A Tirade on Energy Models (or, It’s All Relative!)

Published on January 04, 2018

 

From Predictability of Energy Use in Homes, Lachut, D., et al. (http://www.cs.usfca.edu/~srollins/pubs/igcc14.pdf)

Lots of people complain about energy models — specifically, how they don’t accurately predict how much energy the occupants of a home (or building) will actually use. This complaint misses the point.

The REAL problem with energy models is that there is widespread confusion about what they can/should be expected to do. Predicting actual energy use for one specific household is not on the list of realistic expectations. Approximating the amount of energy a reasonably large aggregation of households might use? Yes, perhaps, in skillful hands.

The main thing that energy models can and should be used for is to compare the relative effects of different variables on a building’s energy performance, holding constant certain assumptions about the occupants’ usage patterns — which, even in the best circumstances, are fundamentally unknown and must be generalized.

It’s important to remember that a home (except in extraordinarily rare instances) outlives any particular set of occupants and behaviors many times over; those are subject to frequent change.

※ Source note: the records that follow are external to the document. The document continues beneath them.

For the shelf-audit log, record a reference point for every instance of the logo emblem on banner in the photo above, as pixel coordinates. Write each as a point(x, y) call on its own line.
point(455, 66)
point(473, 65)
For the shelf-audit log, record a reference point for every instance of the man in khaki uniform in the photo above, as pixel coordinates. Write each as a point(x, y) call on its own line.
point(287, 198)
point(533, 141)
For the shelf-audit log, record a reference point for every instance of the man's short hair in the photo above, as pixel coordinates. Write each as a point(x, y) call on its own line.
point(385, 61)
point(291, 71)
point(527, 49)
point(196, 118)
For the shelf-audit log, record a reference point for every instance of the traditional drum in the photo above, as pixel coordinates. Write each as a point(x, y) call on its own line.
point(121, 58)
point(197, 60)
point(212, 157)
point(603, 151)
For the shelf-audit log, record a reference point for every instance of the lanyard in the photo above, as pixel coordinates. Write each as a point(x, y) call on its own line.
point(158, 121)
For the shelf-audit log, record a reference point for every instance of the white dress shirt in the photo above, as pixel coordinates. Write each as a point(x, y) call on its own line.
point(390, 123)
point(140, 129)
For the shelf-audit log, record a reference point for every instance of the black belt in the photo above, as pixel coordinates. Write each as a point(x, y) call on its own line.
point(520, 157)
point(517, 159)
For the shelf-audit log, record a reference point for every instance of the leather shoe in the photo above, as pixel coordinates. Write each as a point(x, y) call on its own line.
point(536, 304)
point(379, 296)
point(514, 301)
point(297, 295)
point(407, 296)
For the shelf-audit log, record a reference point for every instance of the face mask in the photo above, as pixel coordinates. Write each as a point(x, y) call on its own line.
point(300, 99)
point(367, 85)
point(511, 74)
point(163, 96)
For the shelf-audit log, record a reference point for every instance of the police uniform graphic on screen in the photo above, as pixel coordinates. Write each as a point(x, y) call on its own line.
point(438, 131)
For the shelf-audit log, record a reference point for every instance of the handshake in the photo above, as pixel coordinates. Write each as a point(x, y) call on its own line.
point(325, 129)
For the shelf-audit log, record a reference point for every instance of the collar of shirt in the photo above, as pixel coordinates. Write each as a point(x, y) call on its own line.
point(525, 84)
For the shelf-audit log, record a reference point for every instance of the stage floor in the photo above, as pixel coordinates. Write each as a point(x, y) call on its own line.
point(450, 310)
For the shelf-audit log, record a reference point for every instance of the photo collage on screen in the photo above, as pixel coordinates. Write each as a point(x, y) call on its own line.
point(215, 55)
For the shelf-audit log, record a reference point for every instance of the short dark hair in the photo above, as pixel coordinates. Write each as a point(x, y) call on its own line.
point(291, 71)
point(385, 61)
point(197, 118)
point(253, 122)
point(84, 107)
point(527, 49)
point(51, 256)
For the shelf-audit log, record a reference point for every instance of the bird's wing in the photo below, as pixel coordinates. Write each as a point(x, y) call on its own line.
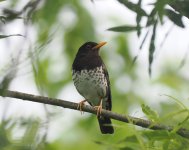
point(108, 90)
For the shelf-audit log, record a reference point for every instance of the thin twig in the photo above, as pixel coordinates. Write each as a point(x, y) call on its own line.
point(66, 104)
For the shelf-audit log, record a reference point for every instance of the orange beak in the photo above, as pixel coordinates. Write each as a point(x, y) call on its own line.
point(99, 45)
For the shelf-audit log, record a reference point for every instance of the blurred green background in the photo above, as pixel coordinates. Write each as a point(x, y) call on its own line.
point(39, 62)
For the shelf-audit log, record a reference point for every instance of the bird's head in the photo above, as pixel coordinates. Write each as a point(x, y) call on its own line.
point(90, 48)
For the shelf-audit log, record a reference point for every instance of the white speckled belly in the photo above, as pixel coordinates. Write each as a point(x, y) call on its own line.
point(91, 84)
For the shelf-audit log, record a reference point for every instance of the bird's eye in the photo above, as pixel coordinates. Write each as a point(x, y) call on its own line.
point(88, 46)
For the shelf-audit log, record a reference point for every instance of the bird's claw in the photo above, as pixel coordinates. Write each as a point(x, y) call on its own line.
point(80, 105)
point(98, 110)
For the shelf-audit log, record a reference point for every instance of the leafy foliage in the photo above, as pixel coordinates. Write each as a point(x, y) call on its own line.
point(59, 29)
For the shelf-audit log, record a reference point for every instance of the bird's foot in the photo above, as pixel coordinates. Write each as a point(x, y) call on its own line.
point(98, 109)
point(80, 105)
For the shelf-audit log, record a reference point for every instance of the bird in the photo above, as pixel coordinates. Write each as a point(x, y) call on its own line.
point(91, 80)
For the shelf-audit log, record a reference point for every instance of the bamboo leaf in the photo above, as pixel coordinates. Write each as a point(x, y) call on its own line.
point(152, 48)
point(175, 17)
point(124, 28)
point(6, 36)
point(134, 7)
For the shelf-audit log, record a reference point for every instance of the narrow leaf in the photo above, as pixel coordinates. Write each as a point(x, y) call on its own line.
point(6, 36)
point(151, 114)
point(134, 7)
point(175, 17)
point(152, 48)
point(124, 28)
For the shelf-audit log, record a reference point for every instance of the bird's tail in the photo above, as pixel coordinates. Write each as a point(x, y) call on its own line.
point(105, 125)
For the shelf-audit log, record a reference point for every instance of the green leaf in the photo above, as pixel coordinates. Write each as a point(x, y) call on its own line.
point(124, 28)
point(151, 114)
point(134, 7)
point(6, 36)
point(152, 48)
point(175, 17)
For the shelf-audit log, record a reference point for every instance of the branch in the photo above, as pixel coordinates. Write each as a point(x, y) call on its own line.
point(123, 118)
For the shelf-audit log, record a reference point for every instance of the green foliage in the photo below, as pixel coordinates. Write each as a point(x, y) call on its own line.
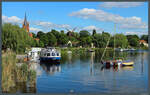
point(15, 38)
point(144, 37)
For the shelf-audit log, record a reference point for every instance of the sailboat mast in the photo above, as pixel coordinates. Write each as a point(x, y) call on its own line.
point(114, 39)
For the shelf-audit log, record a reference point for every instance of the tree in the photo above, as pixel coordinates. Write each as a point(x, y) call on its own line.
point(133, 40)
point(52, 41)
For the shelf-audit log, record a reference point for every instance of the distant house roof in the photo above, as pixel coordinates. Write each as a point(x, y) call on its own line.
point(37, 39)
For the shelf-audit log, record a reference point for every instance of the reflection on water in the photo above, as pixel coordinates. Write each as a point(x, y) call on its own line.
point(51, 68)
point(83, 73)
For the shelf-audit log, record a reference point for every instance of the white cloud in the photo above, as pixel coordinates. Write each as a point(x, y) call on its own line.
point(90, 28)
point(52, 25)
point(12, 19)
point(121, 4)
point(100, 15)
point(32, 29)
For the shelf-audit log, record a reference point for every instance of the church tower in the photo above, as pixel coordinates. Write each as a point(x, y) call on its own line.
point(25, 24)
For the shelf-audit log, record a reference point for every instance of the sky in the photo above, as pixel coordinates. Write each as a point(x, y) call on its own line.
point(128, 17)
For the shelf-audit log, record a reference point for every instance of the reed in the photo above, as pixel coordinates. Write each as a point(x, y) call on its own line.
point(13, 73)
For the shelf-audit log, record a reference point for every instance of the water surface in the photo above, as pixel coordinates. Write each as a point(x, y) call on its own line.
point(83, 73)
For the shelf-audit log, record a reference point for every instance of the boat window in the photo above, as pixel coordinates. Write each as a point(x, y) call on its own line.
point(48, 54)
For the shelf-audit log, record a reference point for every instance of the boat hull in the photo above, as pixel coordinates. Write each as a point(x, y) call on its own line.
point(48, 59)
point(127, 63)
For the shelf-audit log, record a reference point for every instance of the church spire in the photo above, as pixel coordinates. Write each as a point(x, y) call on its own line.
point(25, 19)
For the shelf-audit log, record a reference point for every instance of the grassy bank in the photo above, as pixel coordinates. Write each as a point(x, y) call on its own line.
point(13, 73)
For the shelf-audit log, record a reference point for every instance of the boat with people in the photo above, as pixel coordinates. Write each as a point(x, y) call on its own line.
point(115, 61)
point(33, 54)
point(50, 54)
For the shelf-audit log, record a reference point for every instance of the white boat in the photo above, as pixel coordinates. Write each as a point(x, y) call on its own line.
point(33, 54)
point(50, 54)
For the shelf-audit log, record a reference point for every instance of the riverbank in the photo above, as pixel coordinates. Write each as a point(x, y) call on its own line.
point(14, 72)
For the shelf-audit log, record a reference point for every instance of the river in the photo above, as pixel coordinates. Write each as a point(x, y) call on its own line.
point(83, 73)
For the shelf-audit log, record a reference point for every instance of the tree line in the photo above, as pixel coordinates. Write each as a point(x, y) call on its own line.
point(18, 40)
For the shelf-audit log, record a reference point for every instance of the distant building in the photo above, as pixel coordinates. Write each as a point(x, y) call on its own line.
point(143, 42)
point(26, 25)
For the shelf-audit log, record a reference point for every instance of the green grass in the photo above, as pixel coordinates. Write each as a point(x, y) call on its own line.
point(11, 73)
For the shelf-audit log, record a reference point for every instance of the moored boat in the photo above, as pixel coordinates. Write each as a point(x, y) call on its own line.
point(50, 54)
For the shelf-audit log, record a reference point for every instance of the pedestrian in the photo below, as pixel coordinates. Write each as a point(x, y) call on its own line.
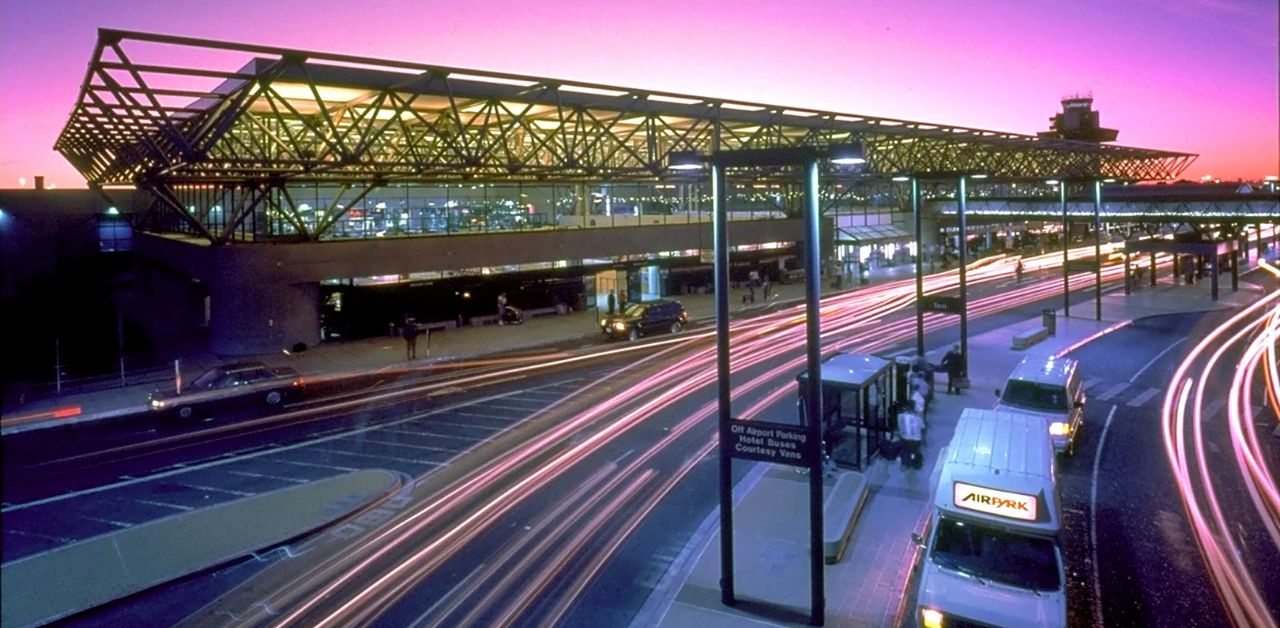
point(910, 430)
point(410, 334)
point(954, 365)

Even one set of occupants will change energy-using behaviors after a time — for example, as toddlers outgrow bathtubs and graduate to shower usage … and then avoid bathing at all … and then evolve to multiple changes of clothing and multiple showers a day (think: soccer and muddy shorts and shoes).

Thus it’s a pointless exercise to attempt a precise fit of behavioral assumptions to a specific set of occupants, or think that we can predict their energy use for any but the most fleeting time period. What we should be doing is designing homes to efficiently serve any household that might reasonably be expected to live there over the life span of those homes.

\With that understanding, and the use of standard occupancy assumptions*, we can certainly use models effectively to compare the relative effects of different features on energy use.